Blondiescot Fri 18-Nov-22 11:41:01

My grandson has enough - but not loads - of toys at his own house, but his mother (who he doesn't live with) tends to overcompensate for not having to bring him up by buying him toys instead. It's hard to explain to him when he sees something he wants and is told no, because he just says 'mum will buy it for me then'.

LRavenscroft Fri 18-Nov-22 12:07:47

A lot depends on the age of the child. Pre-school I would ignore it but if there is a tell tale tit at school I would nip it in the bud. I was at school with a Miss Goody Two shoes who would always tell on us and when she spoke or played with us she was so bossy. When we said we didn't like it, she would tell on us and her mother would come in and we would get told off.

Ilovecheese Fri 18-Nov-22 13:40:06

I expected my children to do household jobs without any payment, not because I thought they should be grateful for a roof over their head but because it was our home and it was for all of our benefit that it was well kept.
I didn't expect them to keep their bedrooms in perfect order, because that was their own private space to keep as they agreed between themselves.

nadateturbe Fri 18-Nov-22 20:02:52

I thought this was sweet
Grandson A has lots of things he wants for Christmas. Grandson B 8 years old offered Grandson A to make a few requests to Santa on his letter as he doesn't really need anything.(just another lightsaber.!)

midgey Fri 18-Nov-22 20:08:17

ExDancer could your goody goody grandson be neurodiverse? My granddaughter finds it almost impossible not to let everyone know when others are in the wrong!

Callistemon21 Fri 18-Nov-22 20:09:06

Seabear

Stealth brag?

Mumsnet expression?

Callistemon21 Fri 18-Nov-22 20:11:27

My DGC all have to do tasks, not onerous but suited to their ages.

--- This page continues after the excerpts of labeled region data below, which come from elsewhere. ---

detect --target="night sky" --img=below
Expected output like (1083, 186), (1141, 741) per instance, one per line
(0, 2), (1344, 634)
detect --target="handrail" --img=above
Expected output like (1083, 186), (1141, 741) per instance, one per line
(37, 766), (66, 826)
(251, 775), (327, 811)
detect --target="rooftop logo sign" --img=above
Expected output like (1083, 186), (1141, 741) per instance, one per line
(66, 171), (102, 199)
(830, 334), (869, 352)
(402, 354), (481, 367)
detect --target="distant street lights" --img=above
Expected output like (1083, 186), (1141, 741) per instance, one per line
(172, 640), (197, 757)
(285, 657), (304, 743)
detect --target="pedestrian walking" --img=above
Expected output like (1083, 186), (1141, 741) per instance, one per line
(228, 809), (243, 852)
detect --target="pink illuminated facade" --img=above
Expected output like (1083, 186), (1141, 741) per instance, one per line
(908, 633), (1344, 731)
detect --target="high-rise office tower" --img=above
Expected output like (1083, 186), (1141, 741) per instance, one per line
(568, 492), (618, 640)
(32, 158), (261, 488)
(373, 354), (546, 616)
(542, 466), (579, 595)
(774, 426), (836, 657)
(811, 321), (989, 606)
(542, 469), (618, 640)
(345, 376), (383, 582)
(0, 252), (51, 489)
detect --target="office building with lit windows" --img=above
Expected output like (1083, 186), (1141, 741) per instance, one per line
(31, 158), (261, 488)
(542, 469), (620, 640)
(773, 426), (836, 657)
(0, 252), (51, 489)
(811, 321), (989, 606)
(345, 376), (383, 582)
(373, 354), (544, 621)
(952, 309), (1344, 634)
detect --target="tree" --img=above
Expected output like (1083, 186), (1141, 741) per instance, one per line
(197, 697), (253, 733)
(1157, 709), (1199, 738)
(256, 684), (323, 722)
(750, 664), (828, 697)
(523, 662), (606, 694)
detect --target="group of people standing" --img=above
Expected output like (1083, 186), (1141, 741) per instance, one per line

Maybe giving children lots of material possessions isn’t so bad after all

I think if they are made aware that not every child is as lucky as them, they will appreciate what they have and become keen to help others.

AussieGran59 Fri 18-Nov-22 23:56:25

Message withdrawn at poster's request.

biglouis Sat 19-Nov-22 00:55:11

I dont believe in handing children too much on a plate. Its better to give them the opportunity to earn what they want by doing tasks in the home or getting a part time job. Then they will learn responsibility and work related skills. There is nothing wrong with children working for what they receive rather than simply holding out their hands. Moving on to when they are applying for university or a job it always looks more impressive to employers/selectors if they have taken a bit of initiaive.

When I went for my first interview (aged 16) I thought the civil service interviewers might look down on me because I had a part time job in a chip shop (rather than a nice department store). When I told them what I had learned from being there - including dealing with customers who came in a "bit merry" from the pub - they seemed quite impressed. I got the job.